Christopher Kubasik, L3’s chairman, chief executive officer and president, called the shareholder votes “a key milestone in our merger process.”
“Overall, integration planning is proceeding well, as we prepare to capture operational synergies and establish a shared culture of innovation,” Kubasik said. “The increased scale of L3 Harris will allow us to deliver comprehensive mission-critical solutions to our customers, while creating value for all of our stakeholders.”
“The combined company will be headquartered in Brevard, and the merger is expected to strengthen its strong presence here,” Burke said. “Upon close, the company will be the largest aerospace and defense company headquartered in Florida.”
Here are the vote totals for Harris shareholders: Stockholders owning 102.08 million shares voted in favor of the merger; stockholders owning 376,000 shares voted against; and stockholders owning 152,172 shares abstained.
Here are the vote totals for L3 shareholders: Stockholders owning 64.53 million shares voted in favor of the merger; stockholders owning 1.94 million shares voted against; and stockholders owning 307,532 shares abstained.
Harris has about 17,500 employees worldwide. The company supports government and commercial customers in more than 100 countries and has about $6 billion in annual revenue. The company is organized into three business segments: communication systems; electronic systems; and space and intelligence systems.
L3 Technologies, with about 31,000 employees worldwide, develops advanced defense technologies and commercial solutions in pilot training, aviation security, night vision and electro-optical and infrared sensor systems, weapons, maritime systems and space. L3 is organized into three business segments: intelligence, surveillance and reconnaissance systems; communications and networked systems; and electronic systems. The company reported 2018 sales of $10.2 billion.
About 57 percent of the combined company’s revenue would come from the U.S. military, including 26 percent from the Air Force, 13 percent from the Navy, 10 percent from the Army and 8 percent from other Department of Defense entities. The other 43 percent would come from a combination of other U.S. government agencies (13 percent), foreign governments (17 percent) and commercial customers (13 percent).

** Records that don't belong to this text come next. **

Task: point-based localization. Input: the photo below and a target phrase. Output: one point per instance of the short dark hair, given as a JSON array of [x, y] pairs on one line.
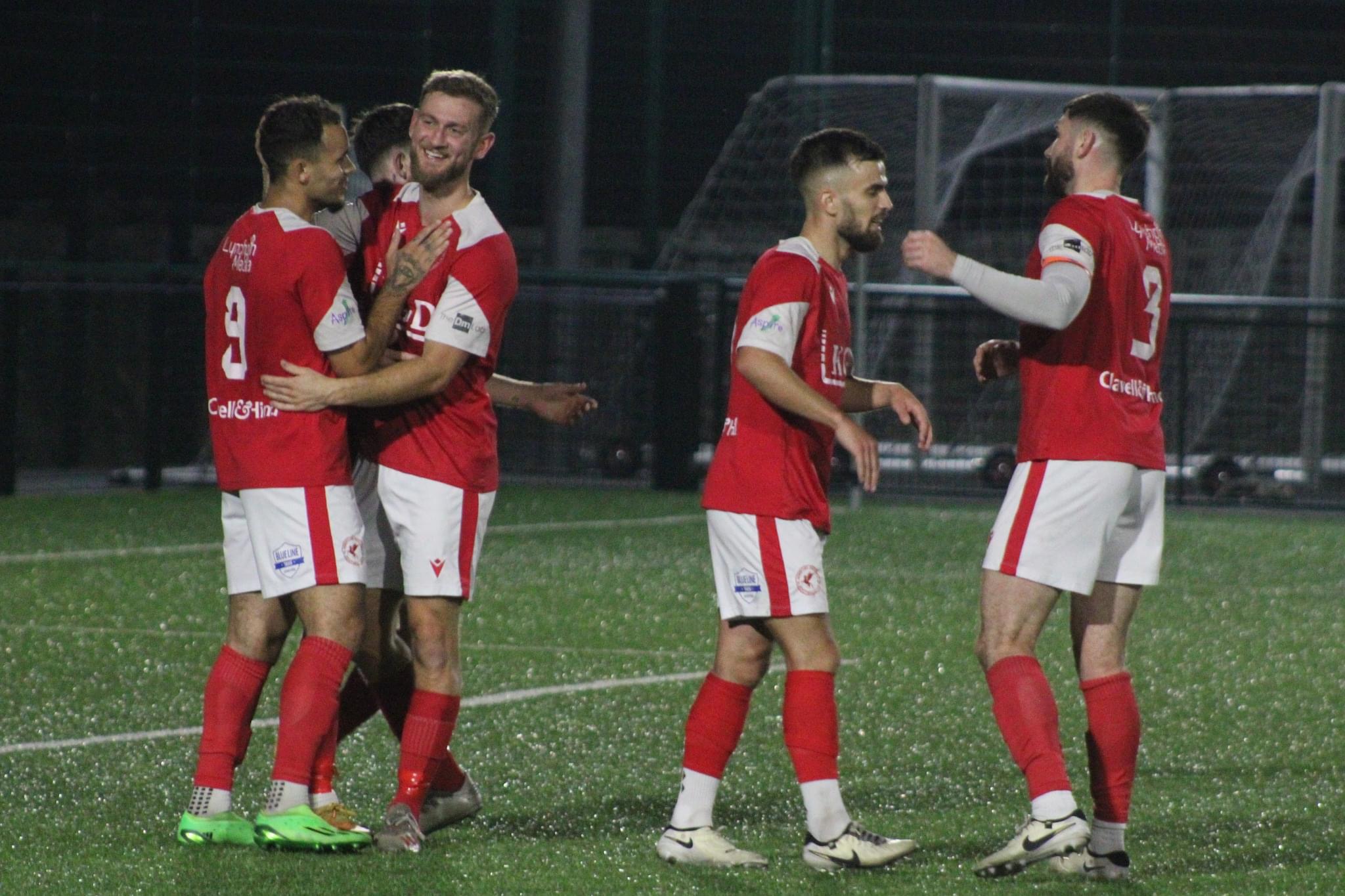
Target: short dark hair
[[378, 131], [1122, 119], [292, 128], [468, 85], [829, 148]]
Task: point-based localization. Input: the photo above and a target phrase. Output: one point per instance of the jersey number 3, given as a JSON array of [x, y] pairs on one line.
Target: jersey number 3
[[236, 328], [1155, 291]]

The combined company’s board of directors will have 12 members, with six directors from each company, including Brown and Kubasik. In the meantime, Brown and Kubasik will be co-chairs of a joint integration team to work out details of bringing the two companies together.

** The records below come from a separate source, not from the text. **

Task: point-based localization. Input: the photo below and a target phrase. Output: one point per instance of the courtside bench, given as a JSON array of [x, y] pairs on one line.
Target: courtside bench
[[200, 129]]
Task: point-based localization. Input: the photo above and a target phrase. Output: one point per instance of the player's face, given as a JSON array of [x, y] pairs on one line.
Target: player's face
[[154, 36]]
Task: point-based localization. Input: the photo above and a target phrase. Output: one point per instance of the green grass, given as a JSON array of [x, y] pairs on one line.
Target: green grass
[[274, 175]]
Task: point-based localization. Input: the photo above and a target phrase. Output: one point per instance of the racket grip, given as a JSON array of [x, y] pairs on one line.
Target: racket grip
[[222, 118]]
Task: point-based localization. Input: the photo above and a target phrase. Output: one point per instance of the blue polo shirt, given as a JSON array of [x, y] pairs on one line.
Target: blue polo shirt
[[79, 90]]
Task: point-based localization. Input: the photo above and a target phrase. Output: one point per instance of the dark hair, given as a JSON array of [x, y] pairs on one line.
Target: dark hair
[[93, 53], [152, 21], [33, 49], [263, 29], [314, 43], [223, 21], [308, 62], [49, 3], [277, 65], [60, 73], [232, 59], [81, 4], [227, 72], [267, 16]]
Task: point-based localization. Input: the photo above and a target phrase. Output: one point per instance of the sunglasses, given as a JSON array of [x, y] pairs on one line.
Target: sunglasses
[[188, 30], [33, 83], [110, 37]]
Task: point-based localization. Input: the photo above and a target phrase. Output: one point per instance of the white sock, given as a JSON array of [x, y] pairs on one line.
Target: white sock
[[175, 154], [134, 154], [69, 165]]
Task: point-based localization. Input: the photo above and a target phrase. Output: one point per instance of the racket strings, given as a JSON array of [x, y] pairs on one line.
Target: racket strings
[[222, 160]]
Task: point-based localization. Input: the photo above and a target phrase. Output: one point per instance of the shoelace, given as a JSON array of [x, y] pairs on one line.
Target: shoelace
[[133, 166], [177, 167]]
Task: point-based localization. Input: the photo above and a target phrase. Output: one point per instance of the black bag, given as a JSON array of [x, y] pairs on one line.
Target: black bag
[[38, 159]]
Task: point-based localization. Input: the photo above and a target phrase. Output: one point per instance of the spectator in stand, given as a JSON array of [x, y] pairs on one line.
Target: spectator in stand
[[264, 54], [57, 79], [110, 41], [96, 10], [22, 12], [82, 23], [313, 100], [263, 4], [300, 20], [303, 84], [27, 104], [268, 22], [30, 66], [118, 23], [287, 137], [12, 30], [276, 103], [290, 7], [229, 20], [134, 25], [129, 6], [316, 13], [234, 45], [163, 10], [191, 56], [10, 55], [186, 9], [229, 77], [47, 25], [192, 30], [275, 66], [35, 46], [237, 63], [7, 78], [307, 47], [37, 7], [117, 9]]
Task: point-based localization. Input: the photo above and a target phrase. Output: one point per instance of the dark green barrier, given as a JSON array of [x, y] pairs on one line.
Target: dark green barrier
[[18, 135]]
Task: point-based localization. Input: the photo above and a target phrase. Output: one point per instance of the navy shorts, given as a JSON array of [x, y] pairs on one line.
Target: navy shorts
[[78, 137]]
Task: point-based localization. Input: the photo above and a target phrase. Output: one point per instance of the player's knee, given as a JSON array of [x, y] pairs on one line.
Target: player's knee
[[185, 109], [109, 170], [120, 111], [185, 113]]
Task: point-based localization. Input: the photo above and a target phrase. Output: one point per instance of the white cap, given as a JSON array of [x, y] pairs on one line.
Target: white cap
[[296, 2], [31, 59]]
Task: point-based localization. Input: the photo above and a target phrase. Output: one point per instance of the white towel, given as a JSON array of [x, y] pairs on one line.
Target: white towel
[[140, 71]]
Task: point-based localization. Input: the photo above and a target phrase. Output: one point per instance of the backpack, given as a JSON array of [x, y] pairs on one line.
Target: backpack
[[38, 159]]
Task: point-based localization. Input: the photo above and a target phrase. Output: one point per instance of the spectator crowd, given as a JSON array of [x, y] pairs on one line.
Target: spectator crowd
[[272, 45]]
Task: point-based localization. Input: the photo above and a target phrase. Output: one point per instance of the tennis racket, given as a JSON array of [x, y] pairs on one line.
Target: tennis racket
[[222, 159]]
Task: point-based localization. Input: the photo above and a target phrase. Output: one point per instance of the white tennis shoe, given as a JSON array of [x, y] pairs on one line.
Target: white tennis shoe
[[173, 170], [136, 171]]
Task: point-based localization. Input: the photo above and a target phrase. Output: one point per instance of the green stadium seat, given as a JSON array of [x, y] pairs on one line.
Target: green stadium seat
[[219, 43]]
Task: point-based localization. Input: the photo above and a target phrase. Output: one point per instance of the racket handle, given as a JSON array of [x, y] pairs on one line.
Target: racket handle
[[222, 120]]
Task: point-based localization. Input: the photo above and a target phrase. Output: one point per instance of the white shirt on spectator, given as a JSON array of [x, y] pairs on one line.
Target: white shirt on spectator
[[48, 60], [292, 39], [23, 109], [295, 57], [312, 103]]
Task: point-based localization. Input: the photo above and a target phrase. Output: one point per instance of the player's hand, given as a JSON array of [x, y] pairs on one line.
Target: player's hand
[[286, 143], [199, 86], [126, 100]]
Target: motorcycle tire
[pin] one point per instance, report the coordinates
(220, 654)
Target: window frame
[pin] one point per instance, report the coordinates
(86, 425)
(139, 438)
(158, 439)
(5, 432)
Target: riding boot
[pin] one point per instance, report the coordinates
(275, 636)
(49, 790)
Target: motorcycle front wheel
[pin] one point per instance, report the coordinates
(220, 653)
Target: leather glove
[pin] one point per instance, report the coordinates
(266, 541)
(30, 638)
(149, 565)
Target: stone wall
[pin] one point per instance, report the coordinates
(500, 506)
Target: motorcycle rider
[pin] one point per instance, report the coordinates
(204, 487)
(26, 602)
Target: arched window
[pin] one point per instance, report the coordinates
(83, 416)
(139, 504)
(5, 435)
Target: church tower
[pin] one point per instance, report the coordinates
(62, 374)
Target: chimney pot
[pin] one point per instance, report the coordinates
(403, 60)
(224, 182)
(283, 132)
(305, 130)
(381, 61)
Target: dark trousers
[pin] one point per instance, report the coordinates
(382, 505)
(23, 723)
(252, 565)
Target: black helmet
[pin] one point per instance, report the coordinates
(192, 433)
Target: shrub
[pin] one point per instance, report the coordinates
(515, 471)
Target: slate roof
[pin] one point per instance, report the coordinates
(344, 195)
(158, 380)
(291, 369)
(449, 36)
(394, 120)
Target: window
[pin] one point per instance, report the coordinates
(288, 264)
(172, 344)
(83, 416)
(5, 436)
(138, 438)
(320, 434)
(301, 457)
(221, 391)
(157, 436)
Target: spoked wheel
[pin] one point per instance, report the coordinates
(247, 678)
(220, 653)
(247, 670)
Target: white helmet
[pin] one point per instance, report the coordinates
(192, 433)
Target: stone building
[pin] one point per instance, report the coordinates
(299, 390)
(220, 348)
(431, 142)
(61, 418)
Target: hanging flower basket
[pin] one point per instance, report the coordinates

Under terms of the merger, L3 shareholders will receive 1.3 shares of Harris common stock for each share of L3 common stock they own. Upon completion of the merger, Harris shareholders will own about 54 percent and L3 shareholders will own about 46 percent of the combined company.
Harris stock closed Thursday at $162.31, up $2.31 from Wednesday’s close, in New York Stock Exchange trading. L3 closed Thursday at $210.02, up $3.42 from Wednesday’s close, in New York Stock Exchange trading.